OpenHarmony-v3.2.1-Release/s

# `lws_sul` scheduler api

Since v3.2 lws no longer requires periodic checking for timeouts and
other events.  A new system was refactored in where future events are
scheduled on to a single, unified, sorted linked-list in time order,
with everything at us resolution.

This makes it very cheap to know when the next scheduled event is
coming and restrict the poll wait to match, or for event libraries
set a timer to wake at the earliest event when returning to the
event loop.

Everything that was checked periodically was converted to use `lws_sul`
and schedule its own later event.  The end result is when lws is idle,
it will stay asleep in the poll wait until a network event or the next
scheduled `lws_sul` event happens, which is optimal for power.

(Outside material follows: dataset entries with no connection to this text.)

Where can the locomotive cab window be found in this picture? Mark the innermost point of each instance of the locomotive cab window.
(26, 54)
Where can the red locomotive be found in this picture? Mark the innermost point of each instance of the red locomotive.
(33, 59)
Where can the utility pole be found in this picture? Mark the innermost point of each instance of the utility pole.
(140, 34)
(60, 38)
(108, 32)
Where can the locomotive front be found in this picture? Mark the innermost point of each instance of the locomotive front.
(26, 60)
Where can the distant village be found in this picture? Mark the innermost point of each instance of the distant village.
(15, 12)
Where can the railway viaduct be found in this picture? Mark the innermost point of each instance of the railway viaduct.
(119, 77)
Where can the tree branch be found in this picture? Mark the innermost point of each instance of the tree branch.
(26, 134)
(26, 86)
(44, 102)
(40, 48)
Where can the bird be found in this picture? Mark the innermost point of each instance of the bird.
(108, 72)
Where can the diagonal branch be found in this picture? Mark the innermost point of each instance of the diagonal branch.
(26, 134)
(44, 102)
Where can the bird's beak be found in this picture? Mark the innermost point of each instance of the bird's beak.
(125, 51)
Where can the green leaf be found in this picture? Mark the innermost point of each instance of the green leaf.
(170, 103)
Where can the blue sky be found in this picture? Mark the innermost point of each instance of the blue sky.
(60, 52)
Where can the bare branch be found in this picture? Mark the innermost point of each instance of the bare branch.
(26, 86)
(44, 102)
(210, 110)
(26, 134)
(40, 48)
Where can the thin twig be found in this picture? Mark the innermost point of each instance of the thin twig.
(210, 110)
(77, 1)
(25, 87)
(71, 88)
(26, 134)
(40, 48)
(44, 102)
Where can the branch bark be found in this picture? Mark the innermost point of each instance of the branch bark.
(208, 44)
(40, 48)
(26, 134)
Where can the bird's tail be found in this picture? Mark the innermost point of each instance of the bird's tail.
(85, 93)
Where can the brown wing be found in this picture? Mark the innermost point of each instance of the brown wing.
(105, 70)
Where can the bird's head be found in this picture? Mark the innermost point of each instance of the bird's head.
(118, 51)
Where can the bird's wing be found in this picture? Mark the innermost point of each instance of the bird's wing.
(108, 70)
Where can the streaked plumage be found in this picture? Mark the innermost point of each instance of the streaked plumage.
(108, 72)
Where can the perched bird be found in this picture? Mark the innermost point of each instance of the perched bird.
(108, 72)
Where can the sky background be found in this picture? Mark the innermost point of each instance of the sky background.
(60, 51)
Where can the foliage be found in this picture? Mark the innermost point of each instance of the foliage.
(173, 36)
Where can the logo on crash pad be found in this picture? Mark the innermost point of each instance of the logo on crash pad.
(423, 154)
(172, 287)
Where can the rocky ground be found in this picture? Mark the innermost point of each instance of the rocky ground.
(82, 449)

# Side effect for older code

If your older code uses `lws_service_fd()`, it used to be necessary
to call this with a NULL pollfd periodically to indicate you wanted
to let the background checks happen.  `lws_sul` eliminates the whole
concept of periodic checking and NULL is no longer a valid pollfd
value for this and related apis.

# Using `lws_sul` in user code

See `minimal-http-client-multi` for an example of using the `lws_sul`
scheduler from your own code; it uses it to spread out connection
attempts so they are staggered in time.  You must create an
`lws_sorted_usec_list_t` object somewhere, eg, in you own existing object.

```
static lws_sorted_usec_list_t sul_stagger;
```

Create your own callback for the event... the argument points to the sul object
used when the callback was scheduled.  You can use pointer arithmetic to translate
that to your own struct when the `lws_sorted_usec_list_t` was a member of the
same struct.

```
static void
stagger_cb(lws_sorted_usec_list_t *sul)
{
...
}
```

When you want to schedule the callback, use `lws_sul_schedule()`... this will call
it 10ms in the future

```
	lws_sul_schedule(context, 0, &sul_stagger, stagger_cb, 10 * LWS_US_PER_MS);
```

In the case you destroy your object and need to cancel the scheduled callback, use

```
	lws_sul_schedule(context, 0, &sul_stagger, NULL, LWS_SET_TIMER_USEC_CANCEL);
```

# lws_sul2 and system suspend

In v4.1, alongside the existing `lws_sul` apis there is a refactor and additional
functionality aimed at negotiating system suspend, while remaining completely
backwards-compatible with v3.2+ lws_sul apis.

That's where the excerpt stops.